Pół godziny w Parmie zagrał Arkadiusz Reca, ot zbawienny wpływ asysty dla Roberta Lewandowskiego w meczu z Łotwą. Atalanta wygrała z miejscowymi 3:1, a Polak dostał "6", ale "miał spokojne pół godziny, bo Parma nie stwarzała w tej fazie gry żadnych zagrożeń". Lepsze to niż ławka i krytyka.

Dwóch polskich obrońców zagrało przeciwko sobie w meczu Frosinone – SPAL. Goście wygrali 1:0, ale znakomite recenzje zebrał środkowy obrońca (w systemie 3-5-2) gospodarzy: Bartosz Salamon – nota "6,5" za "świetny występ, który mógł zakończyć spektakularnym golem przewrotką". Po drugiej stronie Thiago Cionek "szorstki, ale skuteczny" – na "6".

W regionalnych derbach (Emilia Romagna) Bologna pokonała Sassuolo 2:1, a w bramce zespołu ze Stadio Renato Dall'Ara gra trzeci bramkarz kadry. Wspomniany wyżej w kontekście AS Roma Łukasz Skorupski dostał notę "6" – choć "przeciwnik nie strzelał raczej w światło bramki, to bramkarz był pewnym punktem drużyny" – napisały media w Italii.

Juventus ma nadal 15 punktów przewagi nad Napoli i nie ma podstaw, by sądzić, że ulegnie to zmianie. „Stara Dama” pokonała u siebie Empoli, z Bartłomiejem Drągowskim w bramce.

Zwycięskiego (kolejnego po kadrze) gola strzelił młodziutki Moise Kean, który jest wielką nadzieją kibiców Juve oraz "Squadra Azzurra". Trener Allegri – wobec niepewności co do udziału "CR7" w meczu LM z Ajaksem – próbował już alternatywnego ustawienia. Tak było też w meczach poprzedzających rewanż z Atletico Madryt. Obecnie zgryz jest większy, bo Portugalczyk może opuścić pierwszy mecz 1/4 finału, ale do niego jeszcze tydzień z okładem.

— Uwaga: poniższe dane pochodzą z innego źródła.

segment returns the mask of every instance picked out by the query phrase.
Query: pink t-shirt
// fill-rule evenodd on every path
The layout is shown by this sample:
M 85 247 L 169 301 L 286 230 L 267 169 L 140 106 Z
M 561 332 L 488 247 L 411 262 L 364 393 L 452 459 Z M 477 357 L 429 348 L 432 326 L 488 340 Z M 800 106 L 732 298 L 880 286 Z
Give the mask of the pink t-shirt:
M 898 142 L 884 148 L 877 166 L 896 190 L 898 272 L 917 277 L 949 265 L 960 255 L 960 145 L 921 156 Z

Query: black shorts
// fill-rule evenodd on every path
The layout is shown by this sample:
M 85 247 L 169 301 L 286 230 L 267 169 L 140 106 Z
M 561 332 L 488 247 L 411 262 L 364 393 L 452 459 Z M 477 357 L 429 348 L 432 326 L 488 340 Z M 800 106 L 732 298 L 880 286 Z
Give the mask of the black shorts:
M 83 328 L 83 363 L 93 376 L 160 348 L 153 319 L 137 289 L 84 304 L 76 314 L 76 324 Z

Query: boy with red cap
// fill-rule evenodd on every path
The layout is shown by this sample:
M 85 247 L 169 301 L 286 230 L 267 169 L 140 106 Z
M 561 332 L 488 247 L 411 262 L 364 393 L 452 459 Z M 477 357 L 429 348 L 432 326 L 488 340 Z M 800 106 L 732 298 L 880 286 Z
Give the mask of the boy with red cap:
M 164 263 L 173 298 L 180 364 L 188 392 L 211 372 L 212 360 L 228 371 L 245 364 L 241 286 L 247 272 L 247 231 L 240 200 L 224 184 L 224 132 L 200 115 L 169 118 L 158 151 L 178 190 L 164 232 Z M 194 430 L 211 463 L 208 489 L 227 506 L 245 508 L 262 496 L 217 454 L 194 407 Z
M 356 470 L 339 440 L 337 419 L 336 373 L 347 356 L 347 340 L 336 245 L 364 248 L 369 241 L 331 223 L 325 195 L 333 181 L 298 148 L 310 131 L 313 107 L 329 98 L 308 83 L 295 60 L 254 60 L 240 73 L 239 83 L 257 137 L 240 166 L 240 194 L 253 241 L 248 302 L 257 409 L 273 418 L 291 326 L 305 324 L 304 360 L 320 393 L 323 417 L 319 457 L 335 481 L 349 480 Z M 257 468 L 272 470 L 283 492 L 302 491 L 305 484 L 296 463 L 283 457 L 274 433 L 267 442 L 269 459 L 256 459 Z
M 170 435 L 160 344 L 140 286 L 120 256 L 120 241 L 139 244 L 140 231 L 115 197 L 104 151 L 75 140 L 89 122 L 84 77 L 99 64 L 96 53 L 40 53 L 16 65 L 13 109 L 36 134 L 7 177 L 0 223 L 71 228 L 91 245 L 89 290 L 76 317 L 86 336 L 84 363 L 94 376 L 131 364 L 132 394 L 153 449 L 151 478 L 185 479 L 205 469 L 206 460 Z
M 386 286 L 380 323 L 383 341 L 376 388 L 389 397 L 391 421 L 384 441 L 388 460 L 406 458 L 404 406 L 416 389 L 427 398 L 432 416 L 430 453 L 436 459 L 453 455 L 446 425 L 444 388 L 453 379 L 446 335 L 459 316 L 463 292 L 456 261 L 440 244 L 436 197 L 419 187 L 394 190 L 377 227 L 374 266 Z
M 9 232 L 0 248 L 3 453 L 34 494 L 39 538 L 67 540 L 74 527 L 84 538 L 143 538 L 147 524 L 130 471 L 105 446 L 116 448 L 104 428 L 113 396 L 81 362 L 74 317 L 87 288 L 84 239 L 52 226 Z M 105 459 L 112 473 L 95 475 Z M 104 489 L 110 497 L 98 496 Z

Pewną niespodzianką 29. kolejki była przegrana Interu z Lazio na San Siro. "Nerazzurri" są wciąż bez Mauro Icardiego. Argentyńczyk niby wrócił do zespołu, ale nie został powołany na mecz, bo zamiast przeprosić kolegów i trenera – przysłał adwokata, który miał wynegocjować, by napastnik zagrał od razu w pierwszym składzie (po dąsach z drużyną, które trwały 1,5 miesiąca), na co kategorycznie nie przystał Luciano Spalletti.

Tylko kataklizm mógłby odebrać Juve ósmy tytuł z rzędu i drugi dla Wojciecha Szczęsnego, Napoli powinno dowieźć drugie miejsce do końca, ale Milan będzie musiał mocno powalczyć (chyba z Lazio) o miejsce w czwórce, gwarantujące LM i lepszą przyszłość. AS Roma w tej dyspozycji musi planować posezonową wyprzedaż i odbudowę po rządach Monchiego i Di Francesco. Na LE po cichu liczy jeszcze Sampdoria, a SPAL i Bologna powinny pozostać w lidze, ale Empoli, Frosinone i Chievo są na najlepszej drodze do Serie B. 

Na razie zawodnicy Serie A rozegrają dwie kolejki ligowe w nadchodzącym tygodniu. Mecze 30. kolejki Serie A drużyn Polaków odbędą się we wtorek i środę: najpierw Milan – Udinese (Piątek) i Cagliari – Juventus (Szczęsny), a następnego dnia: Empoli – Napoli (Drągowski, Milik, Zieliński), Frosinone – Parma (Salamon), SPAL – Lazio (Cionek) i Torino – Sampdoria (Linetty i Bereszyński), Chievo – Sassuolo (Stępiński, Jaroszyński) oraz Atalanta – Bologna (Reca, Skorupski).

Pozostałe spotkania tej kolejki to Genoa – Inter oraz Roma – Fiorentina, tylko dwa bez Polaków w składach drużyn.

Hitem kolejnej, 31. kolejki Serie A będzie mecz Juventus – Milan, który rozegrany zostanie 6 kwietnia, ale temu wydarzeniu poświęcimy odrębną zapowiedź.